I could have sworn that fishbicycle got #19 right.

“The Liberty Bell March” (Sousa) doesn’t have a particularly distinctive first three notes. I’m sure I’d recognize it anywhere, though, even without the raspberry at the end.

like others, I think I can recognize Lola by the Kinks with just one chord. It’s played on a Dobro metal guitar and is quite distinctive. But I’m not sure how many people know Lola let alone recognize if from the first chord. I mean widely recognize Lola.

For a 5 chords or less you got stuff like
You Really Got Me
I Ain’t Got No (Satisfaction)
Purple Haze

and a lot more classics if one uses this yardstick

If you refresh your cache, I think you’ll see that I edited my post to correct the answer to 19 from what I originally typed to the right answer. The post should not still say Spencer Davis.

Oh yeah. Sorry, you got 19 too then.

“All the Young Girls Love Alice” — Elton John

Not the first, but the second O fortuna from Carmina Burana. The first just has low Ds, and while O fortuna would be my first guess, I wouldn’t be 100% confident. The second one, however, has a very distinctive gong stroke.

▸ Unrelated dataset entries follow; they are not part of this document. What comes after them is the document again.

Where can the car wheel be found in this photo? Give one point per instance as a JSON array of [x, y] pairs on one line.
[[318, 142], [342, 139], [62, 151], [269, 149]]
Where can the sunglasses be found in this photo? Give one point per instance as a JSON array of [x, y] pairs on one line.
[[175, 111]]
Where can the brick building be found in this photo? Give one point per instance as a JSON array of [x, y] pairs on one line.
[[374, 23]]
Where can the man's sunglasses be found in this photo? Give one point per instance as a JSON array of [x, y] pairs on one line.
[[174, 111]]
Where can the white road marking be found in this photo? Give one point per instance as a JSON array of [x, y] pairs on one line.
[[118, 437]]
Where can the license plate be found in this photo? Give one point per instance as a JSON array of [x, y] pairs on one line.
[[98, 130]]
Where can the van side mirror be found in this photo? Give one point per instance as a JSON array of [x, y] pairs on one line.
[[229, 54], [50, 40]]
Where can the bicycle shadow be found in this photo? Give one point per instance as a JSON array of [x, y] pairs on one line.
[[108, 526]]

Anything you would hear on a Classic Rock station. When I’m in the car with my friends, a song will come on, and I can name the title, artist, year, most of the time the album, and sometimes even the chart position, while my friends are just sitting there confused at how I can do it.

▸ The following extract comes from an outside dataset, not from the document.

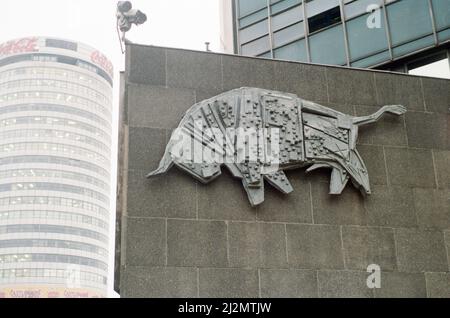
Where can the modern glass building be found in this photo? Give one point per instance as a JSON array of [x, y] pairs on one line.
[[396, 35], [55, 153]]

Or Bob Dylan’s “Rainy Day Women #12 and 35” (everybody must get stoned…)

When I hear a heavy bell on the radio, I immediately know it’s either Hell’s Bells or For Whom the Bells Toll. I’ve never learned to distinguish the two though.

Here are my guesses. Some have already been confirmed as right or wrong, but I’m putting what I guessed anyway.

02 - Funky Cold Medina
04 - Staying Alive
06 - Sweet Child o’ Mine
07 - Shakin (?)
09 - My Woman from Tokyo (?)
11 - Lithium
12 - Sweet Home Alabama

Come on now. Don’t leave me hanging.

Would that be Zarathustra? The last time we did a thread like this it was voted as the minimalist sound that would “uniquely” identify a work: one note by one instrument.

You got four right:

[spoiler]04 - Staying Alive
06 - Sweet Child o’ Mine
11 - Lithium
12 - Sweet Home Alabama (from just the word “one” in the count-in - well done!)

These are not right:
02 - Funky Cold Medina
07 - Shakin (?) (already answered correctly by Cazzle)
09 - My Woman from Tokyo (?) (already answered correctly by fishbicycle)
[/spoiler]

I’m anxious to know what #2 is now. I listened to the song I guessed just after that sample, and they sound identical. Sounds like somebody ripped somebody off.

Uhhh Teenage Wasteland anyone?

– IG

That is one of the ones I mentioned earlier that might be hard for non-British/Irish people to get. I doubt that that punk/pop band was very big in the US.